The operator IN can also be useful for performing multiple searches within the same column. If you would like to search for a list of particular CDR3 sequences you could use the following SQL filter query:
['Light CDR3'] IN ('QQYGSSQGT', 'QQYYTTPIT', 'QSYDGSLSGSV')
Filtering using Scripts
To create a filter based on a condition between two fields, advanced queries using script can be used. This is especially useful when analyzing comparisons of annotated results. To learn more about Comparison Result Documents, and how to make them, see Comparing Results across Multiple Experiments.
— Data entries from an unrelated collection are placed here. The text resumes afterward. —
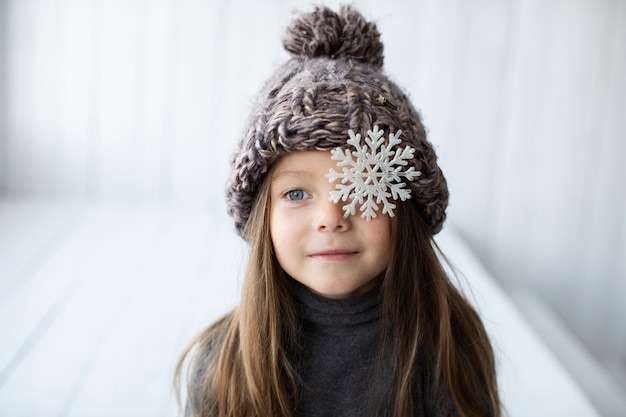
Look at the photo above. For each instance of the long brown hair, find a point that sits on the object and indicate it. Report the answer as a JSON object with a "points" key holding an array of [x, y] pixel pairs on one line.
{"points": [[246, 363]]}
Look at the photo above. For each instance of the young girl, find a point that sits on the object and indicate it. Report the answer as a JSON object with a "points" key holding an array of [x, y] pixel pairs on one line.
{"points": [[345, 309]]}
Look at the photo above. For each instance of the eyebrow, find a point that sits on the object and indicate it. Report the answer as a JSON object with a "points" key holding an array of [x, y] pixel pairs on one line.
{"points": [[294, 173]]}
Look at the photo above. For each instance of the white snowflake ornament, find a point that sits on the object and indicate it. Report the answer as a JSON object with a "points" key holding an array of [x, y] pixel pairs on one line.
{"points": [[374, 176]]}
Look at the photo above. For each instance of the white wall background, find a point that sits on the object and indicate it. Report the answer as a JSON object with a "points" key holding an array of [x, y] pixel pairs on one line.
{"points": [[143, 100]]}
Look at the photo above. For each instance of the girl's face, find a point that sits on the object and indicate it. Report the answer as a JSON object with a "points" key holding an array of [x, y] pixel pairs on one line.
{"points": [[333, 256]]}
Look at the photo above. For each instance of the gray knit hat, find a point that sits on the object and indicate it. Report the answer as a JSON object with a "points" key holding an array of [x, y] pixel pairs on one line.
{"points": [[332, 84]]}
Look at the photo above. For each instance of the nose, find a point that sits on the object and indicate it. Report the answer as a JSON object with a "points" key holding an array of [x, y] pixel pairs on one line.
{"points": [[331, 218]]}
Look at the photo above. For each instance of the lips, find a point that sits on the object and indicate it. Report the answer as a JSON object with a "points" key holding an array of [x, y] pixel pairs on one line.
{"points": [[334, 254]]}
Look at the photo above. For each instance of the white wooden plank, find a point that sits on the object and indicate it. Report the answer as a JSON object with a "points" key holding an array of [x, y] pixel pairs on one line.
{"points": [[531, 380], [30, 306], [137, 369], [29, 230], [66, 350]]}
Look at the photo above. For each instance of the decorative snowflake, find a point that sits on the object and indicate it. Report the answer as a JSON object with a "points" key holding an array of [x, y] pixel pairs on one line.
{"points": [[374, 176]]}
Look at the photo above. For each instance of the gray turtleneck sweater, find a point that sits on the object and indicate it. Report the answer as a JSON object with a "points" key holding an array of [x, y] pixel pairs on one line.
{"points": [[341, 340], [340, 344]]}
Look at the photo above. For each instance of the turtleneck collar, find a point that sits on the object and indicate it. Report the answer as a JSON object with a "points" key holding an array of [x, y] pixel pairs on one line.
{"points": [[336, 312]]}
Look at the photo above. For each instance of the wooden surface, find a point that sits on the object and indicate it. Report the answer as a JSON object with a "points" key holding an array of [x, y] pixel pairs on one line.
{"points": [[97, 301], [524, 101]]}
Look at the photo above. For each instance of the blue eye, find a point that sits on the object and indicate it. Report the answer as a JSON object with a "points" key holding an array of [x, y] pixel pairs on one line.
{"points": [[296, 195]]}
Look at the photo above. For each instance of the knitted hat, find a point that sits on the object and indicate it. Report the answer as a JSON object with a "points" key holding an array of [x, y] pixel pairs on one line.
{"points": [[332, 84]]}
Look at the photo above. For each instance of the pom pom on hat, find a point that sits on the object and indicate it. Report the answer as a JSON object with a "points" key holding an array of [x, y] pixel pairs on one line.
{"points": [[335, 35]]}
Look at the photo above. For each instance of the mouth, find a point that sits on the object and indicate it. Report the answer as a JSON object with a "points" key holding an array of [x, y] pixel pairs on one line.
{"points": [[334, 255]]}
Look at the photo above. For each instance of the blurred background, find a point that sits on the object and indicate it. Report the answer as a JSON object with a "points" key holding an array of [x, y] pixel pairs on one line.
{"points": [[110, 105]]}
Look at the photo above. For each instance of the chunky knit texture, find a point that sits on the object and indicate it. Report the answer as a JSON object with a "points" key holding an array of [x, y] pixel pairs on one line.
{"points": [[333, 83]]}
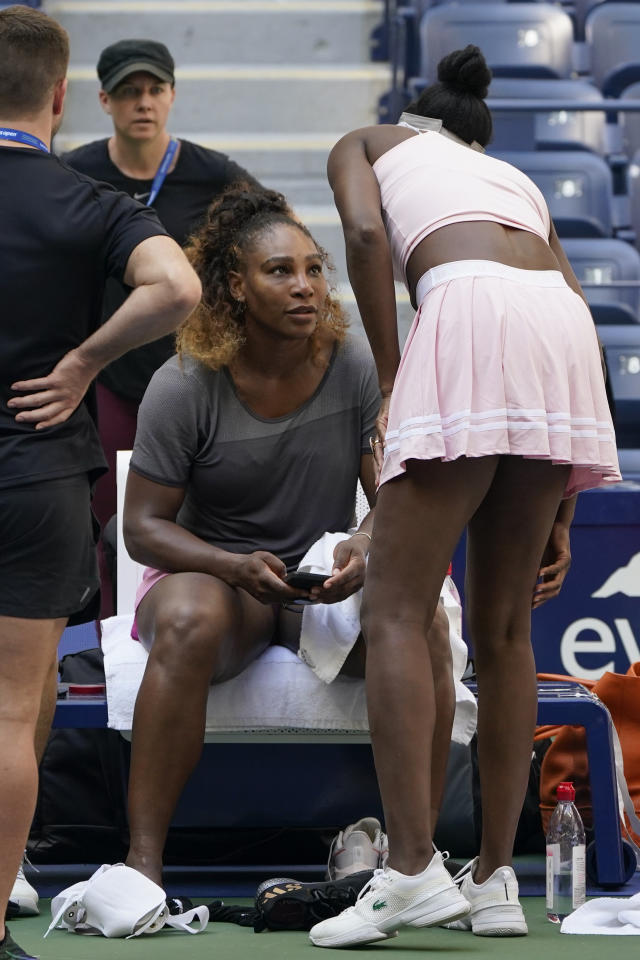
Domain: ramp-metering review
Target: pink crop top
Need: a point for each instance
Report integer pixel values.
(429, 181)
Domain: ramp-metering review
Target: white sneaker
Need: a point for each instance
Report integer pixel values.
(24, 896)
(360, 846)
(391, 900)
(495, 908)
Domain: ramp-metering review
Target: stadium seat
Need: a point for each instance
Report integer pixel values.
(600, 263)
(612, 32)
(622, 343)
(517, 39)
(629, 464)
(558, 130)
(576, 184)
(634, 190)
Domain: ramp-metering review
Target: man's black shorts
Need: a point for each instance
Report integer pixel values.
(48, 564)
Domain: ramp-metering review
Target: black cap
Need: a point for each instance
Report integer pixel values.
(132, 56)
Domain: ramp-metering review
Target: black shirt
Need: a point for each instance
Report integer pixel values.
(197, 178)
(62, 235)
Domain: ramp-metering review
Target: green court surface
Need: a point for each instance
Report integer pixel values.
(224, 941)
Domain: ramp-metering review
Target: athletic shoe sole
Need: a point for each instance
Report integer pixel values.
(445, 906)
(504, 922)
(22, 907)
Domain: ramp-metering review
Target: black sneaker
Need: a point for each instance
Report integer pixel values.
(287, 904)
(9, 949)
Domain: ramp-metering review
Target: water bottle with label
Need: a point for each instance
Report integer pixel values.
(565, 857)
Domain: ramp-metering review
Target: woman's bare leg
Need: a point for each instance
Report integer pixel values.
(506, 539)
(419, 519)
(199, 631)
(445, 699)
(437, 641)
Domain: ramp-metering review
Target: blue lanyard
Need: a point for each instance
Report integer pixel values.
(19, 136)
(162, 170)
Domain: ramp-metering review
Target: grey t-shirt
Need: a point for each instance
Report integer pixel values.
(254, 483)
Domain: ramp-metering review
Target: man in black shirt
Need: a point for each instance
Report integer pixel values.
(138, 91)
(62, 236)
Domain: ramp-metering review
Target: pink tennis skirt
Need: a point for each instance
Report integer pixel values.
(501, 361)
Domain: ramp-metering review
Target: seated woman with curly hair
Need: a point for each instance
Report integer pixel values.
(249, 447)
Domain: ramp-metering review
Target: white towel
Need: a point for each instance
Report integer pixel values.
(619, 916)
(329, 631)
(277, 692)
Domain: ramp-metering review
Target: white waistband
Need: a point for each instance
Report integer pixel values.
(484, 268)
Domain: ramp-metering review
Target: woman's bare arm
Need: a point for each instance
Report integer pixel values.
(357, 198)
(153, 538)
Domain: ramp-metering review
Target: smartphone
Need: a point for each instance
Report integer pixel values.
(304, 581)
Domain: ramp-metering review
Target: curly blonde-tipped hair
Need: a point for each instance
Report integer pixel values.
(214, 333)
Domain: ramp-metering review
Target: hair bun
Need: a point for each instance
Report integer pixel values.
(466, 71)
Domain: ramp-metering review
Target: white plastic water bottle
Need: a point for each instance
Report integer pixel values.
(565, 857)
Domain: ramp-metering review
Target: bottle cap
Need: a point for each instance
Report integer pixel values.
(566, 791)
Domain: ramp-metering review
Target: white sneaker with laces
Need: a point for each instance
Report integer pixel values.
(495, 908)
(24, 896)
(392, 900)
(360, 846)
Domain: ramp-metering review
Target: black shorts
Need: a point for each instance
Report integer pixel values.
(48, 564)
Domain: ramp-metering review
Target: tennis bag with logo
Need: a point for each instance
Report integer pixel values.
(117, 901)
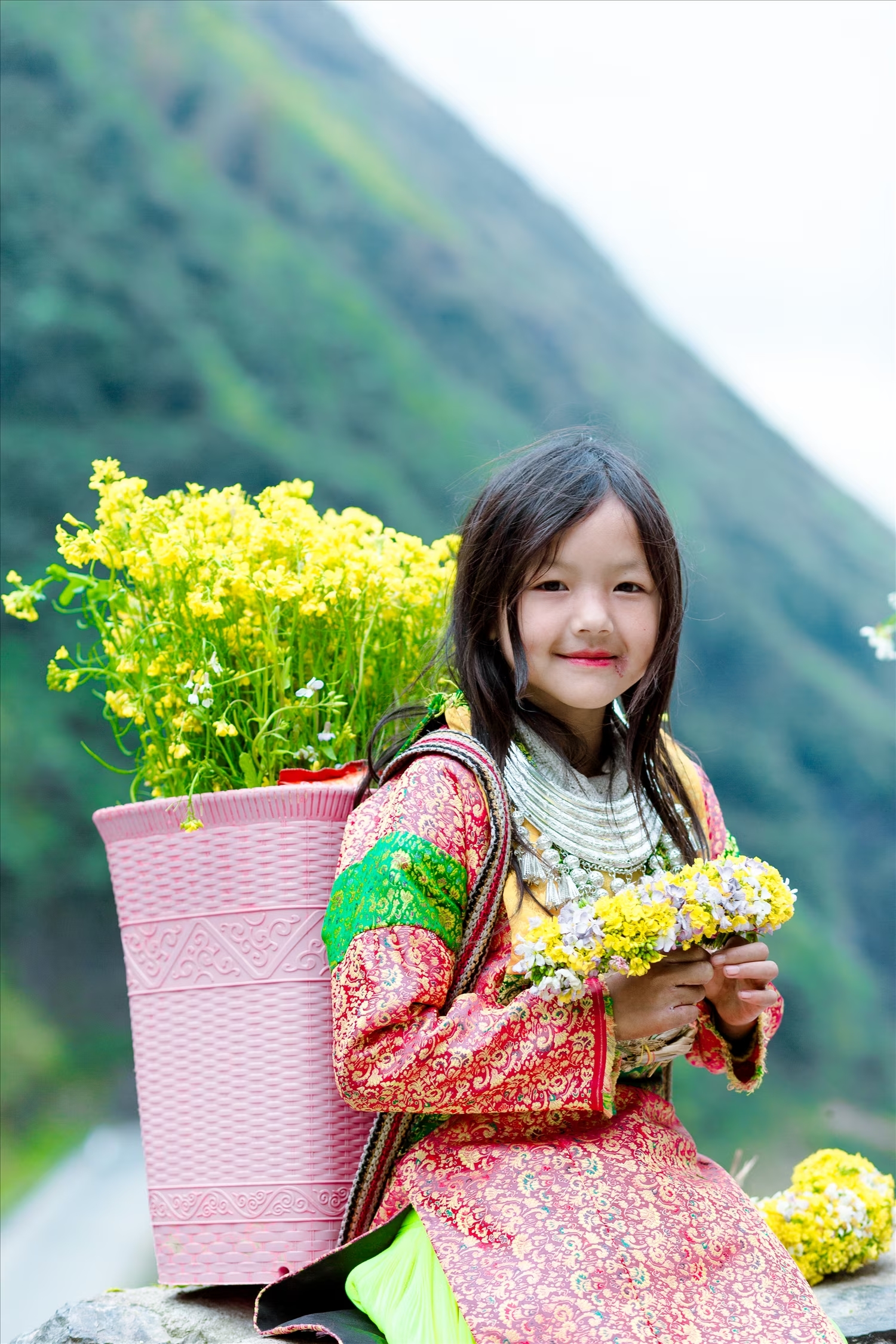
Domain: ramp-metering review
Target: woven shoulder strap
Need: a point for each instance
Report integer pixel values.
(480, 917)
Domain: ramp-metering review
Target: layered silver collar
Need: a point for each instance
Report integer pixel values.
(591, 832)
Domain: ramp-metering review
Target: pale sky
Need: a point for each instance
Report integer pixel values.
(735, 160)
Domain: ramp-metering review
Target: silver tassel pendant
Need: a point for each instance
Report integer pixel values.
(531, 867)
(569, 890)
(553, 897)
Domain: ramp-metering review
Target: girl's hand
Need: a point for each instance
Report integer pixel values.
(665, 998)
(741, 986)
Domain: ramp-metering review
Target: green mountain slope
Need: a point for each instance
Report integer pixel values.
(238, 246)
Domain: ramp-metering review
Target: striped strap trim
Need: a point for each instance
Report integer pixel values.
(483, 909)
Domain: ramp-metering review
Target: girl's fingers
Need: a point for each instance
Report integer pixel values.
(737, 953)
(762, 971)
(765, 998)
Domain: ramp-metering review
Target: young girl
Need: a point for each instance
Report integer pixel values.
(527, 1180)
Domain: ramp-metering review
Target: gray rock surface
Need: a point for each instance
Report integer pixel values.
(154, 1316)
(863, 1304)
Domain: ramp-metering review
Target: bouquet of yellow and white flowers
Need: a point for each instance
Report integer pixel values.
(234, 636)
(836, 1216)
(628, 931)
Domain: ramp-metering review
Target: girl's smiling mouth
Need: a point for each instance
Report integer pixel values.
(586, 658)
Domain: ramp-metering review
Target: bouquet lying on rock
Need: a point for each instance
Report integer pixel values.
(704, 902)
(231, 636)
(834, 1217)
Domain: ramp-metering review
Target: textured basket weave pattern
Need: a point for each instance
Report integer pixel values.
(250, 1151)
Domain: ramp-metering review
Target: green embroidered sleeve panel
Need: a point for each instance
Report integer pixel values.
(403, 879)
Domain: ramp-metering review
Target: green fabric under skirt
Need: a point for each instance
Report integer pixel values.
(405, 1292)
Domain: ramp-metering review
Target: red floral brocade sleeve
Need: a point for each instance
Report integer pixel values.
(394, 925)
(745, 1066)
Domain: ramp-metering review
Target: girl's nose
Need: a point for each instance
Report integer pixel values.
(593, 616)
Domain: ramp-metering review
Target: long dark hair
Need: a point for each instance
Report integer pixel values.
(511, 533)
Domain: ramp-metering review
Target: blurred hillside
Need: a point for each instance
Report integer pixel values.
(237, 246)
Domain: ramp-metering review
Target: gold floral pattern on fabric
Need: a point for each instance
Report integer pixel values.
(394, 1050)
(714, 1053)
(716, 832)
(557, 1218)
(402, 879)
(574, 1229)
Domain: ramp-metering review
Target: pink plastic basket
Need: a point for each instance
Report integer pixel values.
(250, 1151)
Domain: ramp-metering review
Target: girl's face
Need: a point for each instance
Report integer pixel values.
(589, 622)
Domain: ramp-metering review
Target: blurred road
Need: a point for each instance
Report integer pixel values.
(82, 1230)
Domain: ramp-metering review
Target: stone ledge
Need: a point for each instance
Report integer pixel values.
(863, 1304)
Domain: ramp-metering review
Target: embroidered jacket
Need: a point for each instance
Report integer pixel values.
(564, 1206)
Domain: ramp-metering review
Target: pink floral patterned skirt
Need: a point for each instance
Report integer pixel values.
(566, 1228)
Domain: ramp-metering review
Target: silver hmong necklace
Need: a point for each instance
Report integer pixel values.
(586, 843)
To search for sequences that have more normalized counts in focused_library_trimer_pan4 over focused_library_trimer_pan0, use an SQL filter query in the form:
script('doc["Normalized Count focused_library_trimer_pan0"].size() > 0 && doc["Normalized Count focused_library_trimer_pan4"].size() > 0 && doc["Normalized Count focused_library_trimer_pan4"].value > doc["Normalized Count focused_library_trimer_pan0"].value')
In this example, Normalized Count focused_library_trimer_pan0 and Normalized Count focused_library_trimer_pan4 are the two fields we are filtering on, > is the operator.
Scripting also allows for more custom expression using Arithmetic Operators (+, -, *, /, %).